BOP places inmates into RRCs and home confinement prior to the expiration of their prison sentence to help them transition back into society. From October 2013 through April 2016, more than 94 thousand inmates released from BOP custody were eligible for placement in an RRC or home confinement. BOP placed 79 percent of these eligible inmates into RRCs or home confinement – 75 percent were initially placed in RRCs and 4 percent went directly into home confinement. The remaining 21 percent were released directly from a BOP institution back into society.
The specific findings in today’s report include:
- Placement decisions: Contrary to BOP policy, guidance, and relevant research, BOP’s RRC and home confinement placement decisions are not based on inmates’ security classification and risk for recidivism, which are important indicators of an inmate’s need for transitional services. Rather, we found that BOP is placing the great majority of eligible inmates into RRCs regardless of these considerations, unless the inmate is deemed not suitable for such placement because the inmate poses a significant threat to the community. As a result, high-risk inmates with a high need for transitional services are less likely to be placed in an RRC or home confinement, and are correspondingly more likely to be released back into society directly from BOP institutions without transitional programming.

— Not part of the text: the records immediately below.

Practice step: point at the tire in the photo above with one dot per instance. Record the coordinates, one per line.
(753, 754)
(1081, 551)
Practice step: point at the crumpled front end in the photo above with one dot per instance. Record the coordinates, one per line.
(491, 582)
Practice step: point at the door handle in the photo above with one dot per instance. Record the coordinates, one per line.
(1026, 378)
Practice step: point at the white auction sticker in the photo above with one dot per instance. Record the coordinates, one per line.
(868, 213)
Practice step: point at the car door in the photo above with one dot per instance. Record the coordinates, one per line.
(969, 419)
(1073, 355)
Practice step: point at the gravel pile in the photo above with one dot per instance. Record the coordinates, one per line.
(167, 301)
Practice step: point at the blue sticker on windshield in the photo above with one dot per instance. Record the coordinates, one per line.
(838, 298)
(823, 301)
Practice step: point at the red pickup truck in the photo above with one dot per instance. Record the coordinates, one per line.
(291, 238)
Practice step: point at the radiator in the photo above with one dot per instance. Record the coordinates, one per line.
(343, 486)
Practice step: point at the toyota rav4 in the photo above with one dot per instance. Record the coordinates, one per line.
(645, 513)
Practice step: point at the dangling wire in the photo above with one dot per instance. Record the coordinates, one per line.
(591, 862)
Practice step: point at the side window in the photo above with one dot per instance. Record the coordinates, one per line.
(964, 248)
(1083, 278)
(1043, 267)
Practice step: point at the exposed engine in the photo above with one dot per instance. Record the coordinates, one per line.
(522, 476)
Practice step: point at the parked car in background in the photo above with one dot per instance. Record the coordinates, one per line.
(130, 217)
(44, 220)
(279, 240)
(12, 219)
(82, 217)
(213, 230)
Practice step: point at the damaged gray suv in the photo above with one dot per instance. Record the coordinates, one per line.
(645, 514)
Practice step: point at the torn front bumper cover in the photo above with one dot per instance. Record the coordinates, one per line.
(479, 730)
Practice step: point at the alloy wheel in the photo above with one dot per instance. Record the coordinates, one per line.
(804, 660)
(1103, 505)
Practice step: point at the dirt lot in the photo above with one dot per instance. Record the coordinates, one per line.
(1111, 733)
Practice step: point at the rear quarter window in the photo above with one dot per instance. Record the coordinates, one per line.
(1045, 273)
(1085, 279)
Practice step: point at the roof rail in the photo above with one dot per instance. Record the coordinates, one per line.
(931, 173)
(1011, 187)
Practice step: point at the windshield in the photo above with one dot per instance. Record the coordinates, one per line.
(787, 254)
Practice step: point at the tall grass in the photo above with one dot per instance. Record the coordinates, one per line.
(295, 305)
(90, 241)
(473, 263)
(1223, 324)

- Use of home confinement: There is strong indication that BOP is underutilizing direct home confinement placement as an alternative to RRCs for low-risk, low-need inmates. Placement in an RRC can negatively impact these inmates by, among other things, exposing them to higher- risk offenders in those facilities. Yet we found that BOP placed only 6 percent of eligible minimum- and low-security inmates directly into home confinement. Among all eligible inmates, only 4 percent were placed directly into home confinement. Our analysis also indicates that in an effort to increase RRC capacity, BOP may be transitioning some inmates from RRCs to home confinement too early, as evidenced by our finding that 17 percent of the 39,020 inmates placed into home confinement during the scope of our audit were subsequently placed back into RRCs for violating home confinement program rules.
- Limited capacity: From October 2013 through March 2016, the RRC population remained at about 101 percent of contracted capacity, while the home confinement population averaged nearly 159 percent of contracted capacity, despite BOP’s underutilization of it as an alternative to RRC placement. The home confinement capacity issues resulted, at least in part, from BOP’s policy to aggressively pursue transitioning inmates from RRCs to home confinement as soon as possible in an effort to increase RRC capacity.
- Performance measurement and contract monitoring: BOP does not have performance measures that evaluate the efficacy of its RRC and home confinement programming, nor does BOP have procedures in place that adequately assess the quality of services provided by RRC contractors.
The report released today makes 5 recommendations to address these concerns and improve BOP’s management of inmate placements in RRCs and home confinement. BOP agreed with all 5 recommendations.
Report: Today’s report is available on the OIG’s website at the following link: https://oig.justice.gov/reports/2016/a1701.pdf.
Video: To accompany today’s report, the OIG has released a 3-minute video featuring the Inspector General summarizing the report’s findings. The video and a downloadable transcript are available at the following link: https://oig.justice.gov/multimedia/.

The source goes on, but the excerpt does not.